For the 2001-02 academic year, the schools' average "sticker price" was $33,831, yet the average amount paid by students who received financial aid was less than half (47 percent) of that amount—$16,058. On average, aided students at coed colleges paid slightly less than those at universities and women's colleges—$14,726, or 44 percent of the sticker price, for the year.
The study also showed that the lower the students' family income, the smaller percentage of the sticker price the students paid. Students in the lowest income quintile, which had a median annual family income of $15,347, paid an average of only $7,552 (22 percent of the sticker price) for the 2001-02 academic year. Those in the middle family-income quintile (median annual income of $50,890) paid $11,557 (34 percent of the sticker price), and those in the highest family-income quintile (median annual income of $113,689) paid $23,690 (70 percent of the sticker price).

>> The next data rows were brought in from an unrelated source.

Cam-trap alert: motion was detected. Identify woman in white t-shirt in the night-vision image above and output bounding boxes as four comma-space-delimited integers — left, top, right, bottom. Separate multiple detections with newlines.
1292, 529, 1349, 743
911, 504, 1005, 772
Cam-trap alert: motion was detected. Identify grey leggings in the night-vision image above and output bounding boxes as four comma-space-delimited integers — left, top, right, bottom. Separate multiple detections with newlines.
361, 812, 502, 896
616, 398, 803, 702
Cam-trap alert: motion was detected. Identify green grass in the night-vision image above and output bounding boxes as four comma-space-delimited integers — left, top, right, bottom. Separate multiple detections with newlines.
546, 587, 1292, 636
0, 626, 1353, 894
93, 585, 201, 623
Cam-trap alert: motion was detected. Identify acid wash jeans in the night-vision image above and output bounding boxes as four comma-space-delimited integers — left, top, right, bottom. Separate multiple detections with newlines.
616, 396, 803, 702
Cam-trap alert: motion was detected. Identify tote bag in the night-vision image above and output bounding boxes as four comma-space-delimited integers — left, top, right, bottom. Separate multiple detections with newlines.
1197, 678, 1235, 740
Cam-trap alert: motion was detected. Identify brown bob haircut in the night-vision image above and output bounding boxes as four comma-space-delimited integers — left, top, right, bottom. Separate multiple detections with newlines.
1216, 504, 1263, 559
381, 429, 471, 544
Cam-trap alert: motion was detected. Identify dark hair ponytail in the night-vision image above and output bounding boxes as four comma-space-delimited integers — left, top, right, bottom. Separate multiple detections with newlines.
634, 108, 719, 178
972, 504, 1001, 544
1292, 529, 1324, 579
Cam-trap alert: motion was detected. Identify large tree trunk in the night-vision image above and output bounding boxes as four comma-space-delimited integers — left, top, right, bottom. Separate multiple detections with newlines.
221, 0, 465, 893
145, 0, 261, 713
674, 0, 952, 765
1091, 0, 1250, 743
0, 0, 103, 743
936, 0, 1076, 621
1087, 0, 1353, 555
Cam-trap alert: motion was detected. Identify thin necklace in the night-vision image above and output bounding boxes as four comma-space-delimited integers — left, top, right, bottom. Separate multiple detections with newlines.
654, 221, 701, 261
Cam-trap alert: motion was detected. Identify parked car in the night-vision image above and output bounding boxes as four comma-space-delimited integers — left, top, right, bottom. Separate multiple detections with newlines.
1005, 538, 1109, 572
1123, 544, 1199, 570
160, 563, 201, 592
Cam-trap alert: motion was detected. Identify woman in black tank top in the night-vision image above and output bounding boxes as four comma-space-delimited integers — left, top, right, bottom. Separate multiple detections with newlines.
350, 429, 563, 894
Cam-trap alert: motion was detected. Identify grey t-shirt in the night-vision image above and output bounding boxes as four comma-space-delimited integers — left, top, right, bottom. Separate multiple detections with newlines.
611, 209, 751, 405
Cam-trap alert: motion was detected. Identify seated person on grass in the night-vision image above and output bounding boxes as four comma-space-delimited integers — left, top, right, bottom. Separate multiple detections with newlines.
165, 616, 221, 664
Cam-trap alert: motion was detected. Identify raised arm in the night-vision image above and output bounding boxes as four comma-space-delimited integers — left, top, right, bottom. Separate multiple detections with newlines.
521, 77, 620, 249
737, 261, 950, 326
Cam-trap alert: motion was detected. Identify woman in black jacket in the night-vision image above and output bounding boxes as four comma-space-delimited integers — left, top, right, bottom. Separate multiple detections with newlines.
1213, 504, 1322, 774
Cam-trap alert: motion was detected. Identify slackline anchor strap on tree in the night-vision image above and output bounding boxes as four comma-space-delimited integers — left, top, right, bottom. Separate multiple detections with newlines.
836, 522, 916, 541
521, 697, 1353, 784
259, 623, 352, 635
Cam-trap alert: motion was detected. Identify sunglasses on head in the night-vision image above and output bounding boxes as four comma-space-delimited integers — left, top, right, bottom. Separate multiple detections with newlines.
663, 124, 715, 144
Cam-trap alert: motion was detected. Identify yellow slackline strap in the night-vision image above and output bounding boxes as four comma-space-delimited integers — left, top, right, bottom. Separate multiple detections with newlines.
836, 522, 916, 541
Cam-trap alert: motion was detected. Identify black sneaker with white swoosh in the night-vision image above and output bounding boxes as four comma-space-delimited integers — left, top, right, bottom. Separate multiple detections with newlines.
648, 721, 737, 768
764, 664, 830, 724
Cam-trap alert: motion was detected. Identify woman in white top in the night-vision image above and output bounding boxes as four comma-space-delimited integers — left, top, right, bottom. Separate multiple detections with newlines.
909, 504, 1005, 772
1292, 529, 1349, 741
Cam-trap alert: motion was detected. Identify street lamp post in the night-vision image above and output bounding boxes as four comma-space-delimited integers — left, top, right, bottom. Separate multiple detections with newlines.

At one school, students in the lowest family-income quintile paid an average of only $796, or 2.5 percent of the sticker price, for the 2001-02 academic year.
Although students in the lowest family-income quintile on average paid only 22 percent of the schools' median sticker prices, that group spent nearly half (49 percent) of their annual family income for one year at an elite college or university. In contrast, students in the other four family-income groups spent an average of between 21 percent and 26 percent of their annual family incomes for one year.
Further analysis of data from 10 of the 28 schools showed that the average net price paid as a share of family income dropped considerably for the lowest income group over a five-year period—from 70 percent in the 1998–99 academic year to 49 percent in 2002–03. At those 10 schools, net price as a share of family income remained fairly stable for students in the other four family-income groups.
"The kids in the bottom quintile are getting a significant price reduction, but relative to their family income, it's not nearly the price reduction that other kids are getting," Winston says. "It's really encouraging, though, that among these expensive, elite schools, the proportion of family income paid is falling precipitously for low-income students."
Winston attributes this affordability to the increasing commitment of leading private colleges and universities to offer "equality of opportunity" by opening their doors to academically qualified students, regardless of family income.
"These wealthy schools are manifesting what they see as a very basic social obligation—to make a superb education available to high-ability kids from poor families," he explains.
Winston and co-authors Catherine B. Hill, Ph.D., and Stephanie A. Boyd, also with Williams College, point out that the admission standards at the colleges and universities they studied are among the most demanding in the country, and few students—whether rich or poor—are able to meet them.
Nevertheless, Winston suggests, "We need to get the message across that these schools are accessible and affordable. If you want to go to Harvard, give it a try. If you can get in, low income is not going to keep you out."
The study results can be found in the Fall 2005 issue of the Journal
of Human Resources, published by the University of Wisconsin Press.